No One Dies Alone is an organization that provides emotional and spiritual support to terminally ill patients. Hospice volunteers learn to read the body language of dying patients and assume that these patients are hearing them. They also receive additional resources and support for their families. The No One Dies Alone program also provides caregivers with an updated comfort care checklist.
No One Dies Alone started in 2001 in Eugene, Oregon, and has been adopted by hospices and hospitals across the country. A similar program has recently started at UCLA Medical Center in Santa Monica. Since its launch, the program has been receiving tremendous support from volunteers. The program’s mission is to provide spiritual readings, soft music, and other comfort measures to patients who are near death.
Volunteers are a great way to provide comfort to patients. Many people are unable to care for their dying loved ones, but comfort volunteers can bring a sense of security to patients. Some hospice volunteers even bring dogs to patients. Volunteers must undergo intensive training before they can work with patients.
As an advocate for the NODA program, Susan Gustafson is happy to give back. Her dedication to the program stems from a personal experience. She remembers an individual who stood by her side at her death, and she finds the comfort of being at the bedside of those in need.
Volunteers can also relieve the burden on the nurses caring for patients in the terminal stages of their illness. Some nurses may want to sit with their patients, but may have too many responsibilities. The comfort volunteers help these nurses and offer them peace of mind. If you or someone you know is near death, consider volunteering for the NODA program.
Comfort Zone Camp
Comfort Zone Camp is a safe and fun environment for grieving children. While traditional camp activities are a part of the day, the camp offers grief counseling and activities for children and families that are grieving a loss. There are also opportunities to serve on Comfort Zone Boards and Committees.

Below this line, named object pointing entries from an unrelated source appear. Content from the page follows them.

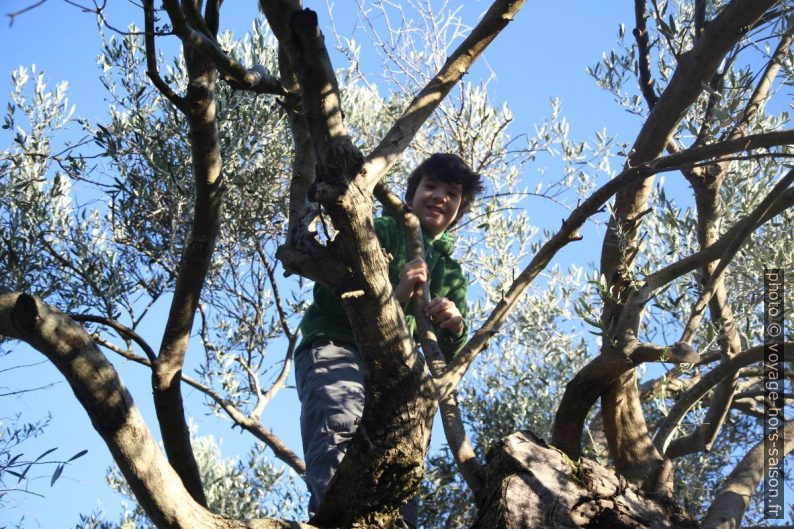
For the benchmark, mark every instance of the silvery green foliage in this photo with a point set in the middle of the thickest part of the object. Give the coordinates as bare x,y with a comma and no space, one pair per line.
519,379
239,487
39,212
669,230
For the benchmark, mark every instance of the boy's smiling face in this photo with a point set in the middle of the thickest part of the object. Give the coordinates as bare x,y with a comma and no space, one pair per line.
436,204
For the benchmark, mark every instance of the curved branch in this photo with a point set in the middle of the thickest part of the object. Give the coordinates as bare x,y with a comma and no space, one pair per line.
733,497
249,423
711,253
157,487
257,78
626,428
742,233
765,83
569,232
427,100
122,329
709,380
459,444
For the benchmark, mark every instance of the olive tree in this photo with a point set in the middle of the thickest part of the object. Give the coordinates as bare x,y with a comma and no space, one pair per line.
284,169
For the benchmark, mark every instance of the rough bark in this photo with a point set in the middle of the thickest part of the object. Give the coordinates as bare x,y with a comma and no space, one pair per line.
733,497
531,485
205,152
640,459
100,391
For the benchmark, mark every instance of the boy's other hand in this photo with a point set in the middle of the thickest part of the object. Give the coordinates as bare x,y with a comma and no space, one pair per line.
414,273
445,315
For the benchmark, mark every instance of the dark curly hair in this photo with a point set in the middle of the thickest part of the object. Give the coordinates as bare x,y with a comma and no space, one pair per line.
451,169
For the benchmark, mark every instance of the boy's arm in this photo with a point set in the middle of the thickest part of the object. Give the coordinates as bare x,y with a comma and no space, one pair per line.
450,342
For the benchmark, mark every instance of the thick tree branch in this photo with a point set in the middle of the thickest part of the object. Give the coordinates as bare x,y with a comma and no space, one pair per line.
394,429
625,426
569,232
459,444
113,414
733,497
767,204
151,59
193,268
711,253
249,423
256,79
378,162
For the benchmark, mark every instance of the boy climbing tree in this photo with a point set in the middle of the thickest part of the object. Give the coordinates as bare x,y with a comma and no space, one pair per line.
330,374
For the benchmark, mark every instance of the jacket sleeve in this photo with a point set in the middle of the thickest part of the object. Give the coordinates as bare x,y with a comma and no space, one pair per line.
456,286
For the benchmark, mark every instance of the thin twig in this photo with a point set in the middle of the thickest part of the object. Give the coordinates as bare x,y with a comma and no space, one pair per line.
122,329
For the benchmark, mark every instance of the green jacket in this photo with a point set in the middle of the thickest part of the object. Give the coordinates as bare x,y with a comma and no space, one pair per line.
325,318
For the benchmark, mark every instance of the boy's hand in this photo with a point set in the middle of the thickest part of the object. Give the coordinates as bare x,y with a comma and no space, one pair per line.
414,273
445,315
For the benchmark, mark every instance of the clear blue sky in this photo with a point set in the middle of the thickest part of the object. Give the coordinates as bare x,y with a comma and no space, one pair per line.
542,54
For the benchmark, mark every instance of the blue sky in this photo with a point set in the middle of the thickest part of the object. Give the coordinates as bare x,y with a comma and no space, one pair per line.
542,54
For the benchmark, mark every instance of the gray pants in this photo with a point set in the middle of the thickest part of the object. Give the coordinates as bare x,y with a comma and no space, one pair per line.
330,380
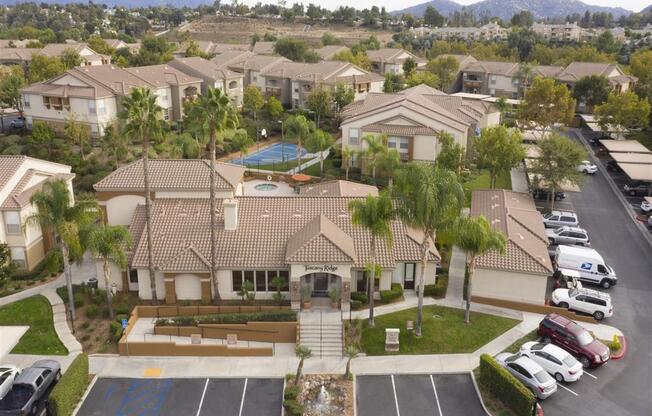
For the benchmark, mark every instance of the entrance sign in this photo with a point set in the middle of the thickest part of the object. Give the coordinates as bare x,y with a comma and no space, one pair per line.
391,339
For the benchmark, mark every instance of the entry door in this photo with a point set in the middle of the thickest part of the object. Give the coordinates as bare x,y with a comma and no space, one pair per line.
320,284
408,280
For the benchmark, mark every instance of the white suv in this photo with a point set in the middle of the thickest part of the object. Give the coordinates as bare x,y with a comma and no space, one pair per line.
568,235
589,301
556,219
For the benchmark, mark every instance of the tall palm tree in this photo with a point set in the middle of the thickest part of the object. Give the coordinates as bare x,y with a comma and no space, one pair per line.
375,213
108,242
430,200
142,122
213,113
475,236
56,214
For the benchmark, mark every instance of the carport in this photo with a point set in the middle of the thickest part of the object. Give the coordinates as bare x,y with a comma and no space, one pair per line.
417,395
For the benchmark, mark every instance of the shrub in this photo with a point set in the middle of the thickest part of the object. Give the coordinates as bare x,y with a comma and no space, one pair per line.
292,408
291,392
360,297
391,295
505,386
67,392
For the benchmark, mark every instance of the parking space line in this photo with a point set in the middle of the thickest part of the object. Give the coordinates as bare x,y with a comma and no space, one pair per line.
244,391
567,389
201,401
398,413
590,375
432,381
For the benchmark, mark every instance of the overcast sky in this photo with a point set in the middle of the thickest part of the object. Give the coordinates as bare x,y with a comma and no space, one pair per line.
635,5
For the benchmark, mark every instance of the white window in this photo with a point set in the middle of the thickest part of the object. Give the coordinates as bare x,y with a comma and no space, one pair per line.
12,222
354,136
18,256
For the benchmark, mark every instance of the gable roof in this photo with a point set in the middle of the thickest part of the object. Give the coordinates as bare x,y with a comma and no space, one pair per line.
515,215
172,174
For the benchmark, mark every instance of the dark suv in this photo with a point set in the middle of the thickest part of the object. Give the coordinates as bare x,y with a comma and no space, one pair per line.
574,339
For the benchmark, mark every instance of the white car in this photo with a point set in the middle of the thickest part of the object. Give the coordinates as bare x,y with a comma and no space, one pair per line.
557,362
7,375
587,167
585,300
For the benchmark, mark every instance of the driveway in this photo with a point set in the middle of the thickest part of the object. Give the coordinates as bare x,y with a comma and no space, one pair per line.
416,395
188,396
622,387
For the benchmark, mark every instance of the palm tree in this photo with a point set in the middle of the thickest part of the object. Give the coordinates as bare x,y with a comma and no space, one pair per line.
57,215
475,236
108,242
430,200
302,353
213,113
375,213
142,118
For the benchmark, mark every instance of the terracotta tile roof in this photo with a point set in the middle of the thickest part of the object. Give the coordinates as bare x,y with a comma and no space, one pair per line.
172,174
338,188
266,226
515,215
323,240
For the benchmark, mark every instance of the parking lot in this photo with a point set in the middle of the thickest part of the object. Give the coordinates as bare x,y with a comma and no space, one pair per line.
191,396
417,394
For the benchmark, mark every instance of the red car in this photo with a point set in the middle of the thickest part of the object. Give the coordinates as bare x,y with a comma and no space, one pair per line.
573,338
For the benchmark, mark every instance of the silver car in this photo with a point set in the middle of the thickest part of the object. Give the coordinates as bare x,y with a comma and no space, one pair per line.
568,235
528,372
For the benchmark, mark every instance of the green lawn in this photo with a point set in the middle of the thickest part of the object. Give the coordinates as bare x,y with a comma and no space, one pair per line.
480,180
40,338
444,331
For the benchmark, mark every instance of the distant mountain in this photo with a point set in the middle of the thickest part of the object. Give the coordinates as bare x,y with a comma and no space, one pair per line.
505,9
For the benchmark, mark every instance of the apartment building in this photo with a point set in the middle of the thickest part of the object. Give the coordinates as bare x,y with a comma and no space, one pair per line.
391,60
92,95
20,178
413,119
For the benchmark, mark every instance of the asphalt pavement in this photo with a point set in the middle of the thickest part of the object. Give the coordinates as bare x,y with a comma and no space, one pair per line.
622,387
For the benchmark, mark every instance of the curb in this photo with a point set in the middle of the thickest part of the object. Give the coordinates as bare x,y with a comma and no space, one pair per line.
623,350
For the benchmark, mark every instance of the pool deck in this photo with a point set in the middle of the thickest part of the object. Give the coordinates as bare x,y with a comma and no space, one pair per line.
283,189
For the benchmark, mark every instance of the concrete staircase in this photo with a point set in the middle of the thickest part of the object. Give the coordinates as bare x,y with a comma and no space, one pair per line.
321,332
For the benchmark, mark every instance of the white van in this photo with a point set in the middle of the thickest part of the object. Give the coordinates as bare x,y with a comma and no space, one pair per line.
588,263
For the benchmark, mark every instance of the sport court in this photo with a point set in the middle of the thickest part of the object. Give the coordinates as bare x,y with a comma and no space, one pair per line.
276,153
188,396
417,395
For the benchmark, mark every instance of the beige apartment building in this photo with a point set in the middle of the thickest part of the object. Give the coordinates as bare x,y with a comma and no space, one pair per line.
20,178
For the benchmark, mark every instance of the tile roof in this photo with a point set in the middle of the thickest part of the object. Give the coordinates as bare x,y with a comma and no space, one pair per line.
338,188
266,225
515,215
172,174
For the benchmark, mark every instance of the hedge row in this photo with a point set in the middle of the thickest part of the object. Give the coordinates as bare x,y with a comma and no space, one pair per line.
230,318
391,295
69,390
505,386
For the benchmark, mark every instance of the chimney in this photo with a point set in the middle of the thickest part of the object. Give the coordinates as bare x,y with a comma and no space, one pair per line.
230,207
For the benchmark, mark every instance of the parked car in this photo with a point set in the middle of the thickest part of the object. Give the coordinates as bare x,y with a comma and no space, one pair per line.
637,189
587,167
557,362
545,194
568,235
7,375
557,219
30,388
528,372
570,336
584,300
646,206
17,123
588,263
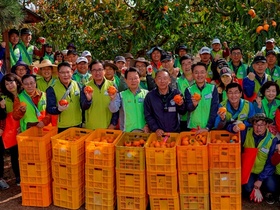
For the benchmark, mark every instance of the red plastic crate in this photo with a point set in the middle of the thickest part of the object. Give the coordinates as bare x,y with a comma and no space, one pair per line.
161,159
163,184
100,199
130,157
100,178
192,158
193,182
164,203
39,195
69,146
194,201
132,201
225,181
225,201
224,155
34,144
68,175
131,181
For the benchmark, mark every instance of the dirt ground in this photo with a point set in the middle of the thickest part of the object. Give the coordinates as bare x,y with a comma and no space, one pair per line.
10,199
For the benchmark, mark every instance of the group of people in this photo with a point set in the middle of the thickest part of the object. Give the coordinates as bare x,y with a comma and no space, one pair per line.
78,93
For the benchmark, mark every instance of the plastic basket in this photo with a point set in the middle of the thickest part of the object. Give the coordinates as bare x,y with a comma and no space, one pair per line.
35,172
39,195
225,201
132,201
164,183
193,182
100,199
163,203
34,144
68,175
225,181
131,181
68,197
68,146
161,159
100,178
224,155
194,201
130,157
192,158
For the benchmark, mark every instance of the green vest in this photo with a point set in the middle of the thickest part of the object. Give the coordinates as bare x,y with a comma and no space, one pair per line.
72,116
133,107
30,114
200,116
242,115
263,149
98,115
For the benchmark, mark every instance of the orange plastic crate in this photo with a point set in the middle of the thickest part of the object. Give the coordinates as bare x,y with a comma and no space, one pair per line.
68,197
130,157
35,172
225,201
224,155
164,203
68,175
68,146
192,158
100,199
34,144
132,201
164,183
39,195
131,181
161,159
225,181
100,178
194,201
193,182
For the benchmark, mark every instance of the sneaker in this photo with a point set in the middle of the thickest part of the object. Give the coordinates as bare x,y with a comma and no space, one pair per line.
269,199
3,184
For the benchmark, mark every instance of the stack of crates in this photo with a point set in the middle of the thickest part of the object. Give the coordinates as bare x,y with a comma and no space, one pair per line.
130,171
35,153
193,173
225,170
68,167
162,171
100,169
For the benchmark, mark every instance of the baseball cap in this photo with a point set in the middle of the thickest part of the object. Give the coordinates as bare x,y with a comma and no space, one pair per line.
81,59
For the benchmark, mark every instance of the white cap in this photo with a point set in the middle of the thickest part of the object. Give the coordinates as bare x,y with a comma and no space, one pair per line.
204,50
81,59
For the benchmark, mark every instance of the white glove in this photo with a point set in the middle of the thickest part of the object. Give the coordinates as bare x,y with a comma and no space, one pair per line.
62,108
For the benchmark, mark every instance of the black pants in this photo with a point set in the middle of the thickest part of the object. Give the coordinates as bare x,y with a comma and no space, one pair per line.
14,159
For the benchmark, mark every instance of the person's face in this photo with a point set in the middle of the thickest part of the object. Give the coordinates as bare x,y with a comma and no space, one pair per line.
270,93
142,68
156,55
109,73
132,80
271,59
162,80
199,74
234,95
82,67
29,85
236,56
97,72
259,127
14,39
65,75
21,71
46,72
205,57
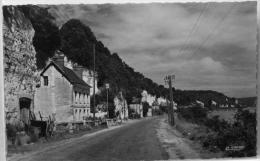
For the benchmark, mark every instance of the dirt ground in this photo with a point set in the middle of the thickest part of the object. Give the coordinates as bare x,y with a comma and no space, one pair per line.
180,147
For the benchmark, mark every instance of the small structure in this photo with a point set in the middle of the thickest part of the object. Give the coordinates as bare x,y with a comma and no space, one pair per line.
62,94
136,106
121,108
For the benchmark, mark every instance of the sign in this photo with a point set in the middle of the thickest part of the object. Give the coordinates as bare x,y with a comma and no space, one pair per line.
235,148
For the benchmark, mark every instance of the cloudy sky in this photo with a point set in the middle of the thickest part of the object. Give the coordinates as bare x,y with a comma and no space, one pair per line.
206,45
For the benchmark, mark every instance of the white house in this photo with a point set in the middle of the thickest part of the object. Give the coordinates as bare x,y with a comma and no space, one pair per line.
62,94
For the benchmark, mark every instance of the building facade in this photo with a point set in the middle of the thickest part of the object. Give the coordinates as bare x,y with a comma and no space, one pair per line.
62,94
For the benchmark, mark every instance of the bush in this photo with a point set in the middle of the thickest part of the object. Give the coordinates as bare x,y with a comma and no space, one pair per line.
194,114
241,133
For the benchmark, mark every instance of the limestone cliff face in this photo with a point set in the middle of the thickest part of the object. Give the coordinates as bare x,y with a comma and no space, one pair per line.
20,75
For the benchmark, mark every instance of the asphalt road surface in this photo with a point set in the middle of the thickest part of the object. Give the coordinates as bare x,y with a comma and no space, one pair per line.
134,141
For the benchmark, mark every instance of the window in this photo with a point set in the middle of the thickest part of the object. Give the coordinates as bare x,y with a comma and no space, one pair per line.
45,80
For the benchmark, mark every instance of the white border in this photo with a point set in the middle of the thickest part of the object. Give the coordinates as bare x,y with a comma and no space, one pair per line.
19,2
22,2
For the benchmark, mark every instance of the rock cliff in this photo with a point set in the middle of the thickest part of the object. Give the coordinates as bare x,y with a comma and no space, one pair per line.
20,74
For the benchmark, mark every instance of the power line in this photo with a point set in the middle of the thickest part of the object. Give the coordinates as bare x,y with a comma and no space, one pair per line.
214,29
194,28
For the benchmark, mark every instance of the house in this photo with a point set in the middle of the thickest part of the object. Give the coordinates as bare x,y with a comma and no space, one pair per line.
136,106
201,104
121,106
213,103
62,94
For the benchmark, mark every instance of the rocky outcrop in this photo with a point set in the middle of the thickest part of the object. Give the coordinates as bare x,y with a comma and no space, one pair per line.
20,73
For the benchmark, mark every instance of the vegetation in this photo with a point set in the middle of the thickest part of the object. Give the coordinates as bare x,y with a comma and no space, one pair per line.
77,41
46,38
221,134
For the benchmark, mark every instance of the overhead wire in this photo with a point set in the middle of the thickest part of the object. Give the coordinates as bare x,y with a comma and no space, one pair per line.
194,28
214,29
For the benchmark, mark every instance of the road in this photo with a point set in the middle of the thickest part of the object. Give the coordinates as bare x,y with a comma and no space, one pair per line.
146,139
135,141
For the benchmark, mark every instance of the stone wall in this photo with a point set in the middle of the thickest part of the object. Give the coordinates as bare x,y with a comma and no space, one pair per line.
20,75
56,99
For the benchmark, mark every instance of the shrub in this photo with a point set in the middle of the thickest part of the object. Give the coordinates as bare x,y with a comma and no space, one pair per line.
241,133
195,114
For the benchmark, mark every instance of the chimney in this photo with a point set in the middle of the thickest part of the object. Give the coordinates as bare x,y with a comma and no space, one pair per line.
78,69
58,58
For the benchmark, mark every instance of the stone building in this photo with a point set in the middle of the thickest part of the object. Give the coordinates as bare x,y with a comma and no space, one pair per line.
62,93
121,106
137,106
20,73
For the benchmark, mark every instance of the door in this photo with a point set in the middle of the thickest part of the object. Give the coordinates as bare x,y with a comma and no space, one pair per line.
25,104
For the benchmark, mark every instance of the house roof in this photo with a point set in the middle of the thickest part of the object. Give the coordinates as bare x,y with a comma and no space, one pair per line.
69,74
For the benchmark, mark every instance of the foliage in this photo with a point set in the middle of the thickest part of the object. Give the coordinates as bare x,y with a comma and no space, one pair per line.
46,38
145,108
194,113
77,41
242,132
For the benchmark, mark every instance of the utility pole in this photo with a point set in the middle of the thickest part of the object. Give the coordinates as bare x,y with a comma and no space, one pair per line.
94,82
107,87
168,80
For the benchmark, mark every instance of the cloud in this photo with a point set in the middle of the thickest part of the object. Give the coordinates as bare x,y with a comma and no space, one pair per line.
155,39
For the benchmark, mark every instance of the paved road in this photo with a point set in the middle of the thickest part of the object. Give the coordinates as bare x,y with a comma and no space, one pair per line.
135,141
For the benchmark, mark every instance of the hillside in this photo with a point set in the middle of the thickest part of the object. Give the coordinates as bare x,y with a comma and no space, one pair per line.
248,101
77,40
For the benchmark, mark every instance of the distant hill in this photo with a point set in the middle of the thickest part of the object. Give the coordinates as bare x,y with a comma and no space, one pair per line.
247,101
76,40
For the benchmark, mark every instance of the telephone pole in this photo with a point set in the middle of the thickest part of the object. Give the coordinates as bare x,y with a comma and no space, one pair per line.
168,80
94,81
107,87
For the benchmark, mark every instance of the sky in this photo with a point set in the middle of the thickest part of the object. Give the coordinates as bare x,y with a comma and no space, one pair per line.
207,46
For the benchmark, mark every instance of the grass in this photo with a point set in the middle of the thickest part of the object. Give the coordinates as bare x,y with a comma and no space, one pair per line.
224,114
196,133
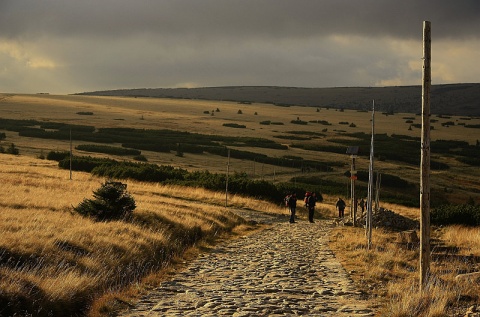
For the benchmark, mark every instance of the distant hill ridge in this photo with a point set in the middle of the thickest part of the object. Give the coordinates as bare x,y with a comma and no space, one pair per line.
448,99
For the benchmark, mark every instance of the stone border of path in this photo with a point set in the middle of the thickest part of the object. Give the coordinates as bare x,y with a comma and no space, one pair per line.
283,270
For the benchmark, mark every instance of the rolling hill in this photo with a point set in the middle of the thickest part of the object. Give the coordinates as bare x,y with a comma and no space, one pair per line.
451,99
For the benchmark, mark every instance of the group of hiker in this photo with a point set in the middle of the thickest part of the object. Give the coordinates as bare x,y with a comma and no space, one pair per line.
310,202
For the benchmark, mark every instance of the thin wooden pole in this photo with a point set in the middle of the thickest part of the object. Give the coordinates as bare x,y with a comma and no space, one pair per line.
226,182
425,161
370,184
71,154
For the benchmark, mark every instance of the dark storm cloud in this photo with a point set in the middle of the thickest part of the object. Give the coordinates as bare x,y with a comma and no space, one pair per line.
71,46
243,18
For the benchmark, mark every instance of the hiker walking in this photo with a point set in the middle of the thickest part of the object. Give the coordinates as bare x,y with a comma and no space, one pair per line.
340,205
292,204
311,202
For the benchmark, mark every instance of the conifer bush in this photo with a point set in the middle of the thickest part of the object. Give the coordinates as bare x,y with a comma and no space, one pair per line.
111,202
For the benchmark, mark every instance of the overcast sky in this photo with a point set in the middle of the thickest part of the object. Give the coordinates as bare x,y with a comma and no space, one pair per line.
69,46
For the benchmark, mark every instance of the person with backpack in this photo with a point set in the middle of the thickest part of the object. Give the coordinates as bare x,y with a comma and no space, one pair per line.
292,205
311,202
341,207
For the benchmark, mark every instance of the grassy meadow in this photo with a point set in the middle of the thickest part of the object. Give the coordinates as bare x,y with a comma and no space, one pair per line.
54,260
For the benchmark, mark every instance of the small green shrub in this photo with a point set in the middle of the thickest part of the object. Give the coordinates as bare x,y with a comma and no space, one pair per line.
234,125
12,150
112,202
456,214
57,156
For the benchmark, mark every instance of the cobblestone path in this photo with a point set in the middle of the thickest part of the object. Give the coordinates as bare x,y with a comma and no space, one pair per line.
285,270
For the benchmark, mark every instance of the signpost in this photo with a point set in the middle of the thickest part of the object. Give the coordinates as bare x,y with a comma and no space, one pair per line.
353,151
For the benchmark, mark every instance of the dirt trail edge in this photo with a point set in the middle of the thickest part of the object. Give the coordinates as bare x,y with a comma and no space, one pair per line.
285,270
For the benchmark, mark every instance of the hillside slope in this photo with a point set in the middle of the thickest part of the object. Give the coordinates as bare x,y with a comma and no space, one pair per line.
453,99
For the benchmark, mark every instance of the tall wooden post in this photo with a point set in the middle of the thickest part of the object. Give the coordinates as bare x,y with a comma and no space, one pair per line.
71,154
370,184
353,204
226,181
425,161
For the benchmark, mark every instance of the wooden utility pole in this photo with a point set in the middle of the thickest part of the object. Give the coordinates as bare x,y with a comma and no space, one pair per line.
425,161
226,181
353,204
71,154
370,184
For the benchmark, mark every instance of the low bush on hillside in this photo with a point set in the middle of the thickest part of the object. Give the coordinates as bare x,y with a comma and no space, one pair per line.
466,214
107,149
298,121
111,202
235,125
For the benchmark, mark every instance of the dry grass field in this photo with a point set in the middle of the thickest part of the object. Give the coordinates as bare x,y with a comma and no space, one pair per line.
463,181
54,259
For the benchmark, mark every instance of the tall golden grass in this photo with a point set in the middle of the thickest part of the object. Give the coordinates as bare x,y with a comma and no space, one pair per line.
55,261
388,272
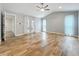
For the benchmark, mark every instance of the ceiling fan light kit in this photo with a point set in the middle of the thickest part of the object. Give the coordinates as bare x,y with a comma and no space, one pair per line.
43,7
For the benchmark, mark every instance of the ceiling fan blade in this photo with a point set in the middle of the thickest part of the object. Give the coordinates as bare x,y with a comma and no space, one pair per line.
38,7
42,3
47,9
46,6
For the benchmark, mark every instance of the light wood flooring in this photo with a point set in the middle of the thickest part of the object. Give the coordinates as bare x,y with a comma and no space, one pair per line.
40,44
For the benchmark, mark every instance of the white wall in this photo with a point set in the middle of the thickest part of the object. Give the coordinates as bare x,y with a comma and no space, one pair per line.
55,22
0,21
78,23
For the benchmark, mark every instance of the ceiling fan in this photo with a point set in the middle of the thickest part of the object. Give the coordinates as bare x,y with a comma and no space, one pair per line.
43,7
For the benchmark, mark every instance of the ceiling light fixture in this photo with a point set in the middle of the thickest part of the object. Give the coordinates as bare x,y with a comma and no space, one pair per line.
42,9
60,7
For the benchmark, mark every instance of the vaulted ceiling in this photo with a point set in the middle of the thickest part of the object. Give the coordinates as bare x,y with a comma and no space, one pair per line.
31,9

Whether you are a parent or a grandparent, you can support this great cause by becoming a volunteer at Comfort Zone Camp. This nonprofit organization provides free grief support to children and families who have experienced the loss of a parent, sibling, or primary caregiver. Founded in 1999, Comfort Zone Camp has helped more than 21,000 children cope with loss. Its programs are based on fun, interactive activities that allow children to express their emotions and work through their grieving process.